The details of public option proposals vary, and Biden himself has backed more expansive and narrow ones at different points. But some policy experts suggest that, depending on implementation, a government-provided insurance option with a robust set of benefits and limited cost-sharing could help people stay insured before and after pregnancy.
“The public option would be more affordable, which may help more women and families obtain health insurance, especially those who live in states that did not expand Medicaid,” said Jamie Daw, an assistant professor of health policy and management at Columbia University’s Mailman School of Public Health.
Such a program, she added, could help lower health care costs, too, by giving the government a lever to negotiate what hospitals and health systems can charge for treatments. Economists generally believe that such a program would lead to lower health care prices across the board, meaning that even people covered with private insurance would ultimately face lower premiums and smaller out-of-pocket costs.
“We know that families pay a lot for maternity care, and this has been rising over time,” Daw said. “A public option may help to reduce some of the cost burden associated with reproductive and maternity care.”
Still, a public option is only part of the puzzle, some health economists argue. On its own, the policy would help bring down health care costs — but the government would need to do more to make sure the government-backed health plan is affordable.
That’s especially important in states with large uninsured populations, said Stacey McMorrow, a research associate at Urban Institute. People who can’t afford insurance right now likely wouldn’t be able to afford the public plan either, which means they would also need to be made eligible for some kind of government subsidy to access it.

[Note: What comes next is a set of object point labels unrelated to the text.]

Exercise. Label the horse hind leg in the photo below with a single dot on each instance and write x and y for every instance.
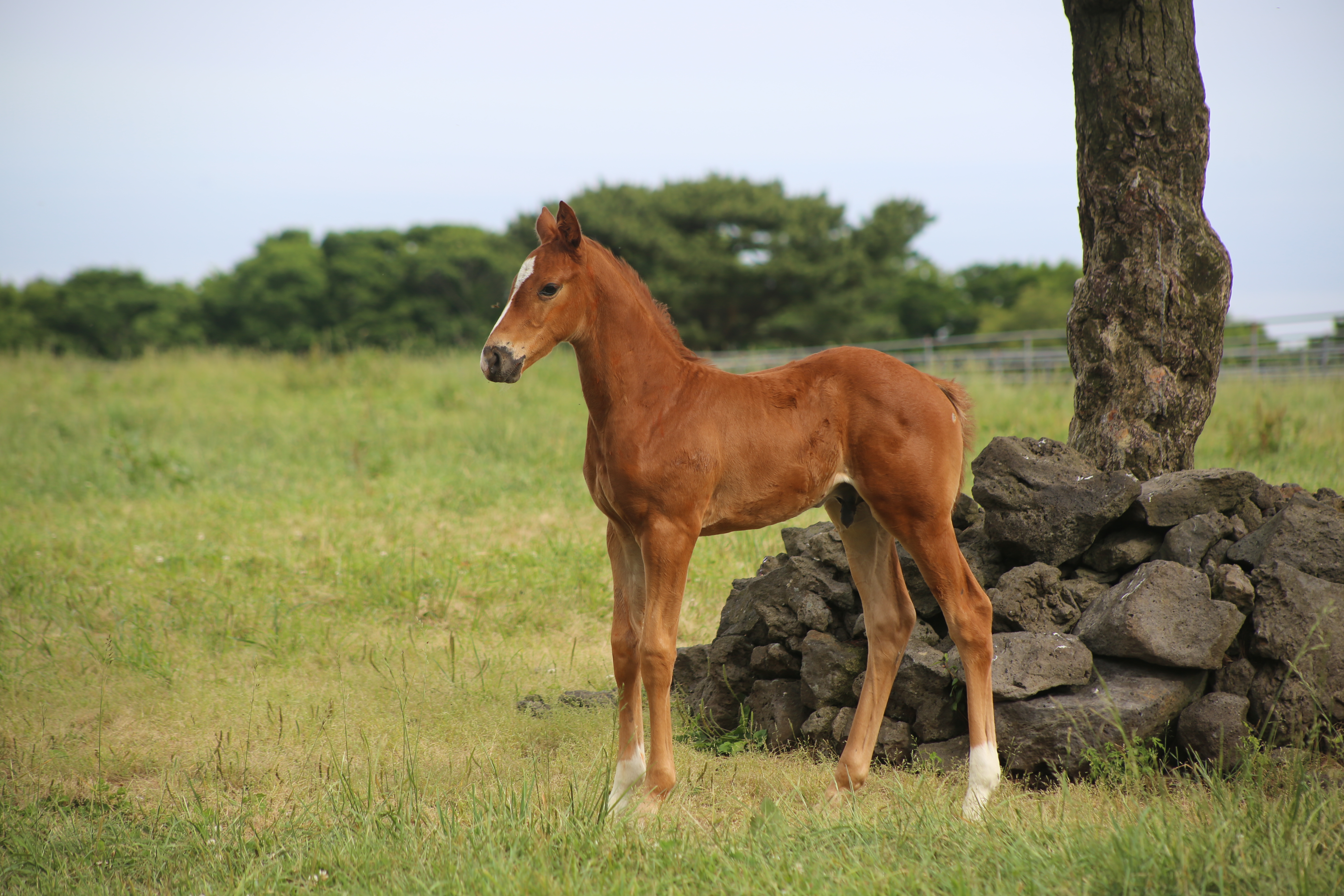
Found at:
(970, 623)
(889, 617)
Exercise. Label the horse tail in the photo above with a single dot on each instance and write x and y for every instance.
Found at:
(962, 404)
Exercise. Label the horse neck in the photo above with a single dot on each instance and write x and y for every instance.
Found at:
(624, 355)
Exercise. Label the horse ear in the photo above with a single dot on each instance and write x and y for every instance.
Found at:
(546, 226)
(568, 225)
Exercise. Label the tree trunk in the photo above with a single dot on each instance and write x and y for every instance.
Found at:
(1146, 330)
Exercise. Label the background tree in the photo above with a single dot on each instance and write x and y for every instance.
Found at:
(741, 264)
(1146, 331)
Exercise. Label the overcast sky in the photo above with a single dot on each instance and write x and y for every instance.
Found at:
(174, 136)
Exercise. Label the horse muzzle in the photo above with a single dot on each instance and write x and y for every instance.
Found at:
(500, 365)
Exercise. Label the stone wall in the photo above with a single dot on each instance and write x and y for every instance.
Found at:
(1208, 598)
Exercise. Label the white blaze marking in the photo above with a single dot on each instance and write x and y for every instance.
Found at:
(984, 778)
(523, 273)
(624, 789)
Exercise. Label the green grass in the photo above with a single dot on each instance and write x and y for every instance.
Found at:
(264, 620)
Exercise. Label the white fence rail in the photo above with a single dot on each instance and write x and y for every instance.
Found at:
(1027, 355)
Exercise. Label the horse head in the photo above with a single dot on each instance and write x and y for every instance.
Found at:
(549, 304)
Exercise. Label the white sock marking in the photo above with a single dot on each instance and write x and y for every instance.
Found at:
(626, 786)
(984, 778)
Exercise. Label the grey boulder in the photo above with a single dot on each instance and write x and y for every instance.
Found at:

She and Blumberg also recommended following through on Biden’s proposal to change how the ACA subsidies work, calculating them with a formula based on what it would take to help people buy more generous plans. A well-implemented public option could also, through market competition, make those private insurance plans more affordable for insured people, both said.
And though proposals may vary, researchers argued that expanding health care access is essential.
“We’re hearing a lot about infrastructure right now, but health care is obviously basic infrastructure in this country, as we face this pandemic and continue to move forward in handling it,” Kozhimannil said. “I hope there is action on health care soon.”